Most retired workers depend on Social Security benefits to make ends meet. In fact, because benefits represent guaranteed income, they tend to become increasingly important as other sources of income such as retirement accounts are depleted over time. That means current workers have good reason to maximize their future Social Security payout.

However, most Americans are unclear on how to do that. Only 14% of adults surveyed by Nationwide Retirement Institute strongly agreed with the following statement: "I know exactly how to maximize my Social Security benefits."

Read on to learn what it takes to get the biggest Social Security payout, including the requisite salary.

The maximum Social Security benefit in 2023

The maximum Social Security benefit is $4,555 per month in 2023, up from $4,194 per month in 2022. The top payout typically increases each year because the Social Security benefits formula is updated annually to account for changes in the national average wage index.

The chart below shows how the maximum Social Security benefit has changed over the last decade.

Year

Max Monthly Social Security Benefit

2014

$3,425

2015

$3,501

2016

$3,576

2017

$3,538

2018

$3,698

2019

$3,770

2020

$3,790

2021

$3,895

2022

$4,194

2023

$4,555

Data source: Social Security Administration.

How to get the maximum Social Security benefit

Social Security typically replaces about 37% of pre-retirement income, but the precise benefit paid to a retired worker depends on both their lifetime earnings and claiming age. Specific details are provided below:

Lifetime earnings: The benefits formula uses inflation-adjusted earnings from the 35 highest-paid years of a worker's career to calculate their primary insurance amount (PIA). The PIA is the benefit a worker receives if they claim Social Security at full retirement age (FRA), which is 67 for anyone born in 1960 or later.

But there is a caveat. The income included in the benefits formula is capped by the maximum taxable earnings limit. Workers only pay Social Security taxes on income up to the taxable maximum, so any earnings beyond that threshold are excluded from the PIA calculation.

Claiming age: Eligibility for retirement benefits begins at age 62, but workers who claim Social Security before FRA receive a reduced payout, meaning they receive less than 100% of their PIA. And workers who claim Social Security after FRA receive an increased payout, meaning they receive more than 100% of their PIA. But there is a caveat here, too.

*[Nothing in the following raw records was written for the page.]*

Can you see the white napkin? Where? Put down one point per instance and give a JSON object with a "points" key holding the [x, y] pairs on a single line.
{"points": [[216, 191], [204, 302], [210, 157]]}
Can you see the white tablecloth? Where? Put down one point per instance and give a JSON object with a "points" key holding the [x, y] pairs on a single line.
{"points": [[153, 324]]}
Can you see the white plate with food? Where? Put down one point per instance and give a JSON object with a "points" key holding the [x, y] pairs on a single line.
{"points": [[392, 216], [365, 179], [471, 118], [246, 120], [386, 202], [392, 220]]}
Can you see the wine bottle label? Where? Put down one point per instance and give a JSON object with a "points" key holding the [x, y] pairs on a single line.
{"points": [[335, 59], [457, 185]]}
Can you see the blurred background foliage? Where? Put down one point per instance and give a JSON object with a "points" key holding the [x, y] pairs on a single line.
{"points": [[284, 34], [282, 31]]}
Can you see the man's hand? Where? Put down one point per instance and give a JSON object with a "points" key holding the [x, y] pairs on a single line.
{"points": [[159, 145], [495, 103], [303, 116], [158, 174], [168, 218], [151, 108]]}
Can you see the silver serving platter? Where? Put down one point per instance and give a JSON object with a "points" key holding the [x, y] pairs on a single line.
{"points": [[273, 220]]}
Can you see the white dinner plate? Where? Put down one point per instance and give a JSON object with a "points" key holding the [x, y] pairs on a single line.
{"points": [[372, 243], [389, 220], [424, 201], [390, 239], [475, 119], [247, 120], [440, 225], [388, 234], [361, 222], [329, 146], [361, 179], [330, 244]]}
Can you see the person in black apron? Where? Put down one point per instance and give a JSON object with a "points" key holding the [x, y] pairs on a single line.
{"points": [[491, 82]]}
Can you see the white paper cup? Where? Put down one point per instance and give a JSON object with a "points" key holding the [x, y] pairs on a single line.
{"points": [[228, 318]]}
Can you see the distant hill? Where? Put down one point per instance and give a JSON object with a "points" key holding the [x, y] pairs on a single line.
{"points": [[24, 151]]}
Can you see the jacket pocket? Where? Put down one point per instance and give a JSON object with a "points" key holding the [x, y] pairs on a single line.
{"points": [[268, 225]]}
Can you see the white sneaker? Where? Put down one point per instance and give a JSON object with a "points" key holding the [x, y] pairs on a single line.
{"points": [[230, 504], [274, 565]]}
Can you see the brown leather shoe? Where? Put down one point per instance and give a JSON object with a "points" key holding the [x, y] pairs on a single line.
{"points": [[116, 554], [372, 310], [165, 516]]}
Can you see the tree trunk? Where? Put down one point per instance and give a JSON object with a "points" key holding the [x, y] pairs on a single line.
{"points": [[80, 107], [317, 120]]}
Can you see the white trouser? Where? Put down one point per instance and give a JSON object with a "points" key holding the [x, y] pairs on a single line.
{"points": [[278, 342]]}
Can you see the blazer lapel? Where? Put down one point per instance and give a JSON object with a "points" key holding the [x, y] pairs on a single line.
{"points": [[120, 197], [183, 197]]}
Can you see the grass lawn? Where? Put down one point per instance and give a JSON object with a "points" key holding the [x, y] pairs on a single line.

Delayed retirement credits stop accumulating at age 70, so it never makes sense to claim any later.

Here's the upshot: To get the biggest Social Security payout, workers must have a salary that meets or exceeds the maximum taxable earnings limit for at least 35 years and delay retirement benefits until age 70.

The salary retired workers need to get the maximum Social Security benefit

The chart below details the maximum taxable earnings limit in each year over the past decade. In other words, the chart shows the minimum salary required to qualify for the biggest Social Security payout. Bear in mind that occasionally meeting that taxable maximum is not enough. Only retired workers who meet (or exceed) the threshold for 35 years will qualify for the maximum benefit.

Year

Salary Needed for Max Social Security Benefit

2014

$117,000

2015

$118,500

2016

$118,500

2017

$127,000

2018

$128,400

2019

$132,900

2020

$137,700

2021

$142,800

2022

$147,000

2023

$160,200

Data source: Social Security Administration.

Very few Americans make enough money during their careers to qualify for the biggest Social Security payout. Last year, only 7% of workers had income that met or exceeded the taxable maximum, and the percentage who hit that mark in 35 different years is even smaller.

Don't be discouraged by that information, though. Understanding how lifetime earnings and claiming age impact Social Security benefits is still valuable. Current workers can use that information to increase their retirement income -- for example, by ensuring they work for at least 35 years or by delaying benefits until age 70 -- even if they don't qualify for the biggest payout.